The log-likelihood of each model was calculated as the sum of the log-likelihoods of their component functions, with the maximum likelihood estimates for coefficients being the set of values that minimized the whole model negative log-likelihood (i.e. the sum of the negative log-likelihood of the component functions). As usual for count data, all models were fitted using log as the link function. Density was modeled as a Poisson variable in models with patch-area effect, and as a negative binomial variable in constant functions (i.e. without patch-area effects) due to high variance in these cases. Patch areas were converted by their logarithms (base 10). The Akaike Information Criterion corrected for small samples (AICc) was calculated for each model and the plausibility of alternative models was estimated by the differences in their AICc values in relation to the AICc of the most plausible model (Δi), where a value of Δi ≤ 2 indicates equally plausible models. All analyses were conducted in the R environment, version 2.13.0 [35].

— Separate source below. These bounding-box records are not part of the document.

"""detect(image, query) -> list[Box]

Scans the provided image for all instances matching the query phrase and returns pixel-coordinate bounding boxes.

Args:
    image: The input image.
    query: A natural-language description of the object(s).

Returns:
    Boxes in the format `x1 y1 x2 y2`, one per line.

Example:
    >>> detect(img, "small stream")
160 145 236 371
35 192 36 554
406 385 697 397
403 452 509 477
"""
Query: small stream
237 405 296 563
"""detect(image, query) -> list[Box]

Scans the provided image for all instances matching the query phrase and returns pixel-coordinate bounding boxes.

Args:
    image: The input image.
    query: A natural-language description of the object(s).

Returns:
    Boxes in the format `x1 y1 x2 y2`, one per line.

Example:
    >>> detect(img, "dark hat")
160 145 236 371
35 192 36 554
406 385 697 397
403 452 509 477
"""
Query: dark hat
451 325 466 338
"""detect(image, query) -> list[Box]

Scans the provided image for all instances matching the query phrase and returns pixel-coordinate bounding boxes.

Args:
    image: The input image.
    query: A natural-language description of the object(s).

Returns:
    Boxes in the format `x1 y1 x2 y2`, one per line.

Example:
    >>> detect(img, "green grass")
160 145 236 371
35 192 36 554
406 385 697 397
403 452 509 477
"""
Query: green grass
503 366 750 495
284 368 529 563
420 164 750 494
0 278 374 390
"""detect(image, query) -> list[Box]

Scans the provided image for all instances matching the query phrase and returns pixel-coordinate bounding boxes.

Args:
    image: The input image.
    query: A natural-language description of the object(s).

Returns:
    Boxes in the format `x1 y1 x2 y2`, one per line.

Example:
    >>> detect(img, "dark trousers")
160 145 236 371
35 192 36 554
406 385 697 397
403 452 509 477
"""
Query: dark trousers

Effect of landscape forest cover on immigration rates
To estimate the number of immigrants in each forest patch in each primary capture session, we first used capture-recapture histories of M. incanus to estimate abundance, apparent survival rates (including survival and emigration rates; hereafter survival rate) and population rates of change in program MARK version 6.0 [36]. Testing for population closure within primary capture sessions was performed with the program CloseTest (Stanley and Richards, Fort Collins Science Center, http://www.mesc.usgs.gov/Products/Software/clostest/) using Stanley and Burnham test for closure [37] when possible (in 24 of 30 primary capture sessions). Because only in five out of 24 primary capture sessions tests indicated violation of closure (χ2>5.15; p<0.05), and the number of trapping days per primary capture session was small (5 days), we assumed population closure within primary capture sessions.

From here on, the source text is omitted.